O lançamento oficial da campanha de erradicação do trabalho escravo doméstico “O Basta Começa em Casa!” reuniu mulheres especialistas no tema de todo o Brasil para um seminário que evidenciou dados sobre o problema e ressaltou a urgência de se prevenir e identificar práticas abusivas e exploratórias na relação de trabalho doméstico. O evento online da Escola Judicial da Décima foi transmitido ao vivo, no final da tarde de quinta-feira (18), pelo YouTube.

A mesa de abertura contou com a participação da diretora da Ejud10, desembargadora Flávia Falcão, do presidente da Comissão de Responsabilidade Socioambiental do regional, desembargador Pedro Foltran, e da idealizadora da campanha e integrante da Comissão de Erradicação ao Trabalho Escravo do Tribunal, juíza Maria José Rigotti Borges.
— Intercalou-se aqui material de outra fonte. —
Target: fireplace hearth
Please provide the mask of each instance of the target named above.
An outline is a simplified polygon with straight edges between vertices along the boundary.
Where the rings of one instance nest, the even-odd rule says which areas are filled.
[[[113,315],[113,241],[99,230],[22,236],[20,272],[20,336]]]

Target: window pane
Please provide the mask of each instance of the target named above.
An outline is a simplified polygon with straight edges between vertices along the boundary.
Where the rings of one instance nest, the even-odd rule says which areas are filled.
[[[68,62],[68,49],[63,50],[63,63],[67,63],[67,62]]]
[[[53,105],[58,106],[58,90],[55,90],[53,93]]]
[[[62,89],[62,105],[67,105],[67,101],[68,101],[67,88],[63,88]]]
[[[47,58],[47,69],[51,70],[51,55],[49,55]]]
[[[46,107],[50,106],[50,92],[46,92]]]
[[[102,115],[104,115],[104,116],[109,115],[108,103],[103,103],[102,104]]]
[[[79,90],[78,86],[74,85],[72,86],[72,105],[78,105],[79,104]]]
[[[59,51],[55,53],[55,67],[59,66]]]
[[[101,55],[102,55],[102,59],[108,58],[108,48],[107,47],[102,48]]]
Os breves discursos de introdução do seminário enfatizaram a relevância de se oferecer condições dignas e seguras de trabalho decente às domésticas no Brasil, profissão alvo de muitas violências e invisibilizada ao longo de séculos.

“O evento traz uma temática muito inquietante e perturbadora, mas é uma temática necessária porque é complexa e traz várias camadas que requerem um olhar do Judiciário em várias perspectivas. (…) A campanha quer ajudar a visibilizar o trabalho doméstico como um trabalho digno, assim como expor as vulnerabilidades dessas trabalhadoras, trazendo à tona essa inaceitável realidade que ainda existe na sociedade brasileira em pleno século 21, que é o trabalho doméstico análogo à escravidão”, disse a juíza Maria José na abertura.

Patrícia Lima, advogada e diretora executiva do Instituto Trabalho Decente, abriu a série de palestras falando sobre trabalho infantil doméstico e suas consequências. Antes de avançar sobre o assunto, a especialista lembrou as desigualdades, as opressões e as violências históricas que vitimaram mulheres negras desde o Brasil colônia e que culminaram na legitimação da desumanização e da exploração das trabalhadoras domésticas.  

“Precisamos trazer vários elementos para esse diálogo. Não podemos esquecer o nosso passado. Na discussão da construção da sociedade brasileira temos mais de 300 anos de escravidão. Obviamente, numa sociedade onde o trabalho escravo esteve na base por tantos anos, muito mais do que temos de história de trabalho livre, isso deixa marcas. Os resquícios de uma sociedade racista permanecem. Então, nós temos uma questão racial que não podemos deixar de fazer quando falamos de trabalho doméstico”, observou a advogada.

O trabalho doméstico infantil tem como perfil majoritário meninas negras de famílias mais pobres, segundo a especialista. Há algumas condições em que a legislação permite o trabalho de menores de 18 anos no país e nenhuma delas é a de trabalho doméstico, que foi considerada uma das piores formas de exploração do labor de crianças, por suas inúmeras consequências para saúde e a qualidade de vida, que geralmente impactam na privação de uma vivência plena da infância, na dificuldade de construção de relações sociais, no déficit educacional, entre outros. “Nós, coletivamente, falhamos com essas meninas”, constatou.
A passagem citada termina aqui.